On the translation front, the Mozilla Foundation’s Common Voice project supports tech developers without access to proprietary data a few years ago. The Common Voice Database boasts more than 9,000 hours of 60 different languages and claims to be the world’s largest public domain voice dataset. Nvidia made a $1.5 million investment in Mozilla Common Voice and started working with Mozilla on voice AI and speech recognition. The global focus of the project led to a $3.4 million investment this spring to focus on creating such a resource for Kiswahili, known elsewhere as Swahili. The new model reflects Meta’s AI pursuits, including the two giant conversational AI datasets released last year to encourage AI assistant research and development. One of the datasets focuses on accelerating multilingual voice assistant development, while the other is for training an AI using only a tenth of the standard amount of raw data. The scientists behind the model noted that the model could widen access to digital technology on a global scale, opening doors to those who don’t speak the dominant online languages like English, Mandarin, Spanish, and Arabic. That applies to existing platforms and the still mostly nascent virtual worlds of the metaverse.

“Native speakers of these very widely spoken languages may lose sight of how meaningful it is to read something in your own mother tongue.
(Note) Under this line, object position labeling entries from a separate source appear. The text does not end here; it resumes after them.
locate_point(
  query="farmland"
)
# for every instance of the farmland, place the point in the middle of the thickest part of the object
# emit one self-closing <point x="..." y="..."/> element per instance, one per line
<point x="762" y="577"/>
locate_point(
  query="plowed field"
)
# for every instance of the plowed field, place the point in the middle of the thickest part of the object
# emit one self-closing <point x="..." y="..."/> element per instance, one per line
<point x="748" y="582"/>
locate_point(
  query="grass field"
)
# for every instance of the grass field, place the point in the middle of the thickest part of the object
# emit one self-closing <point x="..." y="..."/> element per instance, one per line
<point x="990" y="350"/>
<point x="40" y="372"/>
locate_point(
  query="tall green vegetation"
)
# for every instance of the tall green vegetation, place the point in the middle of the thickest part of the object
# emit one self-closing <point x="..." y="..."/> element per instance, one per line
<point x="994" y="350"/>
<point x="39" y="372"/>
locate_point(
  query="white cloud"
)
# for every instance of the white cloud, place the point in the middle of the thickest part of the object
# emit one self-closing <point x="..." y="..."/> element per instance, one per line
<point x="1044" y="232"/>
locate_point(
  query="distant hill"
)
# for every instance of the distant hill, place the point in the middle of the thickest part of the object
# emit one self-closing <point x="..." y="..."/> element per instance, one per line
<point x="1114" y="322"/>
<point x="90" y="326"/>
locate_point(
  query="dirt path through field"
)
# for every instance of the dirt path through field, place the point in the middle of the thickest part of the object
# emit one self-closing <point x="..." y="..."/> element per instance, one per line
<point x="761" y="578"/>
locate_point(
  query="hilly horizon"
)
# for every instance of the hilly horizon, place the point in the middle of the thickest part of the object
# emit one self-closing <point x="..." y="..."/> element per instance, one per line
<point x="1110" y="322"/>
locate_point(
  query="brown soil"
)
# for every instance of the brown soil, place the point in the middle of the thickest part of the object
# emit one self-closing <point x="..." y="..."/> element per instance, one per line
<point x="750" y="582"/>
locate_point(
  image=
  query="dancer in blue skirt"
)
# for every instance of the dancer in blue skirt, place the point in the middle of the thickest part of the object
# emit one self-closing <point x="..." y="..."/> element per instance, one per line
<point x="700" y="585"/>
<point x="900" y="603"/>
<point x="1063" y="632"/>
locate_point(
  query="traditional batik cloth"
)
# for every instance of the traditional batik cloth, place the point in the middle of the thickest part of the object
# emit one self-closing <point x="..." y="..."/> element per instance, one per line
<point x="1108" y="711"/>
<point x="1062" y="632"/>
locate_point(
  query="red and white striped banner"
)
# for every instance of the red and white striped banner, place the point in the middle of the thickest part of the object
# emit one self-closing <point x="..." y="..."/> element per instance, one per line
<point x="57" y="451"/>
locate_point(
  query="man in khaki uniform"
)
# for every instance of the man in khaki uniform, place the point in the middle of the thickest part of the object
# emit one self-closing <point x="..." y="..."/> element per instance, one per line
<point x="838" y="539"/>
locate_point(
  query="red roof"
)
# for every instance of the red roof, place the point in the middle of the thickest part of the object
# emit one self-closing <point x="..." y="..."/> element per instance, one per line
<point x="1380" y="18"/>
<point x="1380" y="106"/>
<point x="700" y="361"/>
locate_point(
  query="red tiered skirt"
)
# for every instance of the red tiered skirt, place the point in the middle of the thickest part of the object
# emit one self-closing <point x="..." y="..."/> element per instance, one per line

We believe NLLB will help preserve language as it was intended to be shared rather than always requiring an intermediary language that often gets the sentiment/content wrong,” the researchers explained in their publication. “It can also help advance other NLP tasks, beyond translation. This could include building assistants that work well in languages such as Javanese and Uzbek or creating systems to take Bollywood movies and add accurate subtitles in Swahili or Oromo. As the metaverse begins to take shape, the ability to build technologies that work well in hundreds or even thousands of languages will truly help to democratize access to new, immersive experiences in virtual worlds.”